Es lag vielleicht eher an der Art, wie ich es sagte, meine Stimme kaum lauter als ein Flüstern, statt an dem, was ich sagte, was sowohl die Polizei als auch zwei Krankenwagen kaum ein paar Minuten später kommen ließ. Ich kämpfte mich zur Tür und stützte mich auf den Türrahmen, als sie nach und nach in der Einfahrt vorfuhren. Der Trupp, um mich zu retten.
Sie gingen ganz vorsichtig mit mir um, halfen mir auf eine Trage und legten mir eine Decke um. Ich hatte bis dahin nicht realisiert, dass ich zitterte, hatte nicht bemerkt, dass ich weinte, bis einer der Sanitäter mit einem kühlen Tuch über mein Gesicht wischte. „Ruhig, nicht weinen, Sie sind jetzt in Sicherheit.“
Sie müssen mir etwas gegen die Schmerzen gegeben haben, denn kaum, dass ich mich versah, saß ich in einer Nische, umringt von einem weißen Vorhang, und Kabel führten in verschiedene Richtungen von den Monitoren zu meinem Körper. Ein beruhigendes Piepsen hüllte mich ein. Ich hörte Stimmen, aber ich erkannte keine davon, und nichts, was sie sagten, war an mich gerichtet.
Als jemand zu mir kam, ein Mann in Krankenhauskleidung, der so aussah, als wäre er um die sechzehn, und der sich selbst als Dr. Peterson vorstellte, war der Schmerz wieder da. Er überprüfte meine Daten und schaute vielwissend auf die Monitore, so als wollte er sich selbst versichern, und vielleicht auch mich, dass er wusste, was er tat.

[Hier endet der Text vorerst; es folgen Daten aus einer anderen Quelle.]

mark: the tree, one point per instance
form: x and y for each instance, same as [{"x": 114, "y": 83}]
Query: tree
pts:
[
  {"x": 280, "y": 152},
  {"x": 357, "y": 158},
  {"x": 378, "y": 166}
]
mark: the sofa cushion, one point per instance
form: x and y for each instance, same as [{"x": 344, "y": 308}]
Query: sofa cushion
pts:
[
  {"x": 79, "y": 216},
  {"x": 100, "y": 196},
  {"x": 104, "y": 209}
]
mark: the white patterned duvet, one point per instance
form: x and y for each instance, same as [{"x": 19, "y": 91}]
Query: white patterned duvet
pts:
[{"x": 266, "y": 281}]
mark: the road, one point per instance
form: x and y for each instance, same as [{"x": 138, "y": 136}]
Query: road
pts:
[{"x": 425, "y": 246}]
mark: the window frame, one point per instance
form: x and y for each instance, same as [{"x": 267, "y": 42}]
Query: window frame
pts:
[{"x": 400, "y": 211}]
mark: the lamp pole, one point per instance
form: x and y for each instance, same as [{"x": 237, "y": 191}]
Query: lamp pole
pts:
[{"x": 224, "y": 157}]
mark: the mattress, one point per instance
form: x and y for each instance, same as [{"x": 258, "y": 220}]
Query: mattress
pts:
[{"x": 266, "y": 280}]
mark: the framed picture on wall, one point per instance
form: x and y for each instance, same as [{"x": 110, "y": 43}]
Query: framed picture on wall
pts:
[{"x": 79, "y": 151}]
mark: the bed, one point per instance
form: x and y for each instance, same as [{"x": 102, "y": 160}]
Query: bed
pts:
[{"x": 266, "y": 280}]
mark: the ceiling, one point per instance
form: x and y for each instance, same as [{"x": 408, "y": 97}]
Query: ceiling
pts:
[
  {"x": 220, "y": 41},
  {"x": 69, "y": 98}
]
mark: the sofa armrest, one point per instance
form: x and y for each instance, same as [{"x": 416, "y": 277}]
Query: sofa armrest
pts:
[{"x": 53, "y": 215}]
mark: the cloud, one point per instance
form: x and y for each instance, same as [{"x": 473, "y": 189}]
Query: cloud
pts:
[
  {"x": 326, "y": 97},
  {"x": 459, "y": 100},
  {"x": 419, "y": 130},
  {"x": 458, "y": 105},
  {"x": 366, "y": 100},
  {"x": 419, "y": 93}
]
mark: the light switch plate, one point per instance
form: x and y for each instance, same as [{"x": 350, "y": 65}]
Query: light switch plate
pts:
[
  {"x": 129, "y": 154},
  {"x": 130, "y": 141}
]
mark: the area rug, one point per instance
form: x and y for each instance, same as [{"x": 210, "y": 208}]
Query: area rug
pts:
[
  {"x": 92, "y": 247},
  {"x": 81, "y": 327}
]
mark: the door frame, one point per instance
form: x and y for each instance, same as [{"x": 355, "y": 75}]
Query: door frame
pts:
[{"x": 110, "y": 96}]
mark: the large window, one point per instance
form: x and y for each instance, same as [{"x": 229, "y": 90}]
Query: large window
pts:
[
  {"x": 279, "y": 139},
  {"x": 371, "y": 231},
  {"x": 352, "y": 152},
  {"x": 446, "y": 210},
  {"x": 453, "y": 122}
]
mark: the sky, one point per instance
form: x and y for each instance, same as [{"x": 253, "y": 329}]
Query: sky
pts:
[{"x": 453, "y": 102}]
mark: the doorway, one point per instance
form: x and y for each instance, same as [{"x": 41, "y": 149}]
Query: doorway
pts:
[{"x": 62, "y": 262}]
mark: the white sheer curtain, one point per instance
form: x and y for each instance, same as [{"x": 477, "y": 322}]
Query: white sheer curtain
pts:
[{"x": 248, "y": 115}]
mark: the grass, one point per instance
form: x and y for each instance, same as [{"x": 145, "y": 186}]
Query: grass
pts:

„Trotz allem“, sagte er, „machen Sie sich sicher Sorgen um Ihren Ehemann? Ich kann Sie beruhigen und Ihnen mitteilen, dass er stabil ist. Die nächsten vierundzwanzig Stunden sind entscheidend.“ Sein eher engelhaftes Gesicht wurde durch ein plötzliches Stirnrunzeln getrübt. „Leider hat die Tatsache, dass er auf dem harten Boden für eine so lange Zeit gelegen hat, Folgen für ihn.“
Ich hätte ihm sagen können, dass mir Ivans Gesundheitszustand egal war und ich mich sicher nicht für irgendwelche Folgen oder Konsequenzen interessierte und dass alles, was ich wollte, mehr von welchem Medikament auch immer sie mir gegeben hatten war, um endlich wieder einzuschlafen. Als der Doktor so aussah, als wollte er mir mehr über die Notlage meines Mannes erzählen, bewegte ich mich leicht und stöhnte dann. Dafür brauchte ich kein Schauspieltalent; der Schmerz war kaum zu ertragen.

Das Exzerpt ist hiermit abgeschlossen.